The museum as a transit point: Agnes Essonti transforms colonial plunder into a living memory

[in Spanish] The exhibition "Hotel of the Plundered Artifact" at the National Museum of Anthropology in Madrid reinterprets the history of the colonizers in Africa through the collections, with care and new ways of listening.

Instead of certainties, rooms.

Instead of closed display cases, open stories.

The exhibition “Hotel of the Looted Artifact” by artist Agnès Essonti Luque (L’Hospitalet de Llobregat, Barcelona, ​​29 years old) proposes to view the museum not as a final destination for objects, but as a temporary space, a place of passage where the objects and the memories they contain wait to be heard.

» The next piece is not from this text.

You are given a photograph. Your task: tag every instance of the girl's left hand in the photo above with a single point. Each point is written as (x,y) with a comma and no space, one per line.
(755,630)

The exhibition, on view at the National Museum of Anthropology (MNA) in Madrid as part of the museum’s 150th anniversary program, transforms the rooms into an intermediate, almost domestic space, more a temporary residence than a permanent repository.

Until 24 May 2026.

The idea of ​​a hotel serves as a central metaphor here. A hotel is neither a home nor a non-place: it’s a transit station. You arrive, stay for a while, and then leave again.

Essonti applies this logic to artifacts removed from their original context: ritual, spiritual, or everyday objects, many of which originate from African regions, to question the idea that the museum is the natural or permanent destination of things.